Discovering and modeling these 'middle' hidden causes also protects our algorithm's assumption that the inputs are uncorrelated in the absence of the hidden cause.

Modus ponens

Suppose we know that a cause $c$ implies an effect $x_1$. Then when we determine the cause is present, we can validly conclude that the effect is also present.
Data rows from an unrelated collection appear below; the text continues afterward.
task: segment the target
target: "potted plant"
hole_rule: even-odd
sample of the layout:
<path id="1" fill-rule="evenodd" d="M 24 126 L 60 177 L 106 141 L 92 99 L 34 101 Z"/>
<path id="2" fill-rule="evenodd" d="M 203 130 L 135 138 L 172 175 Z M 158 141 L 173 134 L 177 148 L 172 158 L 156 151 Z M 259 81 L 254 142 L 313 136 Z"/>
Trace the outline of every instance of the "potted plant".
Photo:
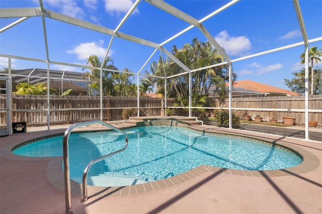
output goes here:
<path id="1" fill-rule="evenodd" d="M 272 124 L 276 124 L 277 123 L 277 119 L 276 119 L 274 117 L 272 119 L 270 119 L 270 122 Z"/>
<path id="2" fill-rule="evenodd" d="M 308 122 L 309 127 L 316 127 L 317 126 L 317 121 L 310 121 Z"/>
<path id="3" fill-rule="evenodd" d="M 213 118 L 214 117 L 215 117 L 215 113 L 210 113 L 210 117 L 211 117 L 212 118 Z"/>
<path id="4" fill-rule="evenodd" d="M 285 125 L 289 125 L 289 126 L 293 126 L 294 125 L 294 122 L 295 122 L 296 118 L 292 118 L 291 117 L 291 114 L 290 113 L 290 115 L 289 117 L 283 117 L 283 122 Z"/>
<path id="5" fill-rule="evenodd" d="M 251 116 L 250 115 L 249 115 L 248 114 L 248 113 L 247 113 L 247 111 L 245 111 L 245 112 L 244 113 L 244 115 L 243 115 L 243 118 L 244 120 L 247 121 L 249 121 L 251 120 Z"/>
<path id="6" fill-rule="evenodd" d="M 257 122 L 261 122 L 262 119 L 263 117 L 261 117 L 260 115 L 256 115 L 256 116 L 255 117 L 255 121 Z"/>
<path id="7" fill-rule="evenodd" d="M 169 108 L 166 109 L 166 115 L 167 116 L 171 116 L 171 110 Z"/>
As an example, suppose we know that all men are mortal. That is, for any entity that contains all of properties of being a man (having DNA of homo sapiens, breathing oxygen, eating food, etc.), we can be certain that that entity has the property of being mortal. In the algorithm presented above, there are two steps: 1) determining the relationship between the features and the hidden cause, and 2) inferring the remainder of the features given a subset of them by determining the probability of the hidden cause. In this case, our 'hidden cause' of mortality is the state of being a man. In other words, being a man causes mortality. We can be certain of this through inductive generalization: we observe a million entities that all have correlated features $x_1$, $x_2$, ..., $x_n$. One of these properties is mortality, and we infer that the hidden cause that makes these properties probabilistically dependent is $y$: being a man. Now that we've determined the probabilistic relationship between the features and the hidden causes, when we see an entity walking down the street wearing a name tag that says "Hello my name is Socrates", by using the subset of features that are caused by the hidden cause, we determine the probability that the entity before us is a man. If we observe lots of properties, and $P(\neg y|x_1, x_2, x_3,...)$ is very low, we conclude with high certainty that the entity is a man. The deductive step immediately follows: because all men are mortal, and this is a man with high probability, then this is mortal with high probability.

If $\forall x(Ax \implies Bx) $, then we can think of A as being the entirety or part of a hidden (sufficient) cause for B.